De manière appropriée, les racines de History ont été plantées lors d'un voyage en famille en Inde. Pendant ce temps, Lapgan a rencontré le prodigieux collectionneur de disques et érudit Nishant Mittal, qui gère le compte Instagram Digging in India. Mittal a fourni certains des échantillons obscurs que Lapgan a utilisés dans History pour créer ce qu'il décrit comme l'équivalent musical des beats d'une “histoire imaginée.”
“Je pensais à mon éducation au lycée et comment Churchill était présenté comme le héros de la Seconde Guerre mondiale, sans aucune mention de ce qu'il avait fait en Inde et en Afrique. C'était l'impulsion,” dit Lapgan au sujet de History. “Je voulais que l'album soit un manuel scolaire. Si vous lisez la liste des titres, elle devrait se lire comme une table des matières.

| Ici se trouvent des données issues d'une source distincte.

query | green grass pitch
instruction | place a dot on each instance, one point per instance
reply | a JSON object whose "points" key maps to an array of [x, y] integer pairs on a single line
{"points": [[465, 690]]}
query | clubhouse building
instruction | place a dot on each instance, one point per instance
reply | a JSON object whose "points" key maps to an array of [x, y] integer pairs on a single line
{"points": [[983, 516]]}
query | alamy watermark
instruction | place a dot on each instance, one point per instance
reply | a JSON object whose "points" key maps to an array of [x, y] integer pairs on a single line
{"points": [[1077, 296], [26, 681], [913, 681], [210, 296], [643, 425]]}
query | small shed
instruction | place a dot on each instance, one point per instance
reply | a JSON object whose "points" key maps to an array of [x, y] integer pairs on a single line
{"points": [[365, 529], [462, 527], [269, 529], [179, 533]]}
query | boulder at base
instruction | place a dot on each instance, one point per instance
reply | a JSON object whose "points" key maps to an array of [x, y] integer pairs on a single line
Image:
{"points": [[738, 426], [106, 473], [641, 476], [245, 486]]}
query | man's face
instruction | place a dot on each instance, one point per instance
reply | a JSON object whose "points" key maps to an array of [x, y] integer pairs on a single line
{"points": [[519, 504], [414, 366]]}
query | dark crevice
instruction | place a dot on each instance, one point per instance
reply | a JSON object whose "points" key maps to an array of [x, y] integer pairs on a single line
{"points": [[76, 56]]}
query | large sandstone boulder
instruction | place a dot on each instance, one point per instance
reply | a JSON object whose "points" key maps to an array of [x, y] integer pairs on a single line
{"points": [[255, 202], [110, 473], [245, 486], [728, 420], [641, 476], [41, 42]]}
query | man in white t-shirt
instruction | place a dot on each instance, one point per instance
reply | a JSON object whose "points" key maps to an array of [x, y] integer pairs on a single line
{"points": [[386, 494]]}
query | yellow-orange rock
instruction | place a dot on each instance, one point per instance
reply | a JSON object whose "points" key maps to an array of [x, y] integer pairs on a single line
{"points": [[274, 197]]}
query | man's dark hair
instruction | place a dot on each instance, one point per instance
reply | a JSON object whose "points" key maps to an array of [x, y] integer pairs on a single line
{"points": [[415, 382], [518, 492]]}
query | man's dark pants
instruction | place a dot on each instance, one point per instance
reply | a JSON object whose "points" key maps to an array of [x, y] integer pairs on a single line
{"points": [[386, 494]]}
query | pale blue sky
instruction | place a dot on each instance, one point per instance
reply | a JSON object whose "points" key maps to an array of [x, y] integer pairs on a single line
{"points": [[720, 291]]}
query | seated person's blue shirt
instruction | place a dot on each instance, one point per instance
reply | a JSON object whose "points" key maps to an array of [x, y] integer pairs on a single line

Les titres des morceaux sont des guides pour où la musique peut vous emmener.”
Chaque morceau de History a transporté Heems, qui a entendu l'album via le manager de Lapgan et n'a pas hésité à le sortir sur Veena. Peu après, Heems a contacté Lapgan pour les beats qui allaient composer le superbement rappé LAFANDAR. En faisant du shadowboxing avec Shiva, en montrant des tampons de passeport et en dînant élégamment dans des lignes astucieuses et élaborées — Heems semble revitalisé sur son premier album en huit ans, prêt à se mesurer à Wayne de l'époque des mixtapes. Peut-être est-ce parce que Lapgan a fourni les sons que Heems recherchait depuis des années.
“Mec, j'ai couru dans la scène en demandant des beats avec des échantillons indiens pendant des âges,” dit Heems. “[Sur] Nehru Jackets, j'étais proche avec Mike, mais c'était très dans son style avec un grand clin d'œil à la production d'El-P. Gaurav — il a compris.”
Lapgan ne s'est pas arrêté après LAFANDAR. Pour accompagner la réédition de History par VMP, il sort un EP de remixes de History avec des beats d'un casting de producteurs émergents, y compris Sid Vashi, Kartik Sudhera, EXCISE DEPT, et Spectacular Diagnostics. Il a également enregistré un album avec le duo sud-asiatique de San Francisco Baalti, un album où il sort du hip-hop et plonge dans la musique de club et ambiante. Peu importe le genre, cependant, Lapgan explore encore l'histoire de la musique indienne.
“Parfois, je me dis, 'Peut-être que je devrais essayer d'échantillonner d'autres choses,' et je le fais, mais il y a tellement de musique différente en Inde venant de différentes régions. Il y a encore tellement plus à découvrir.”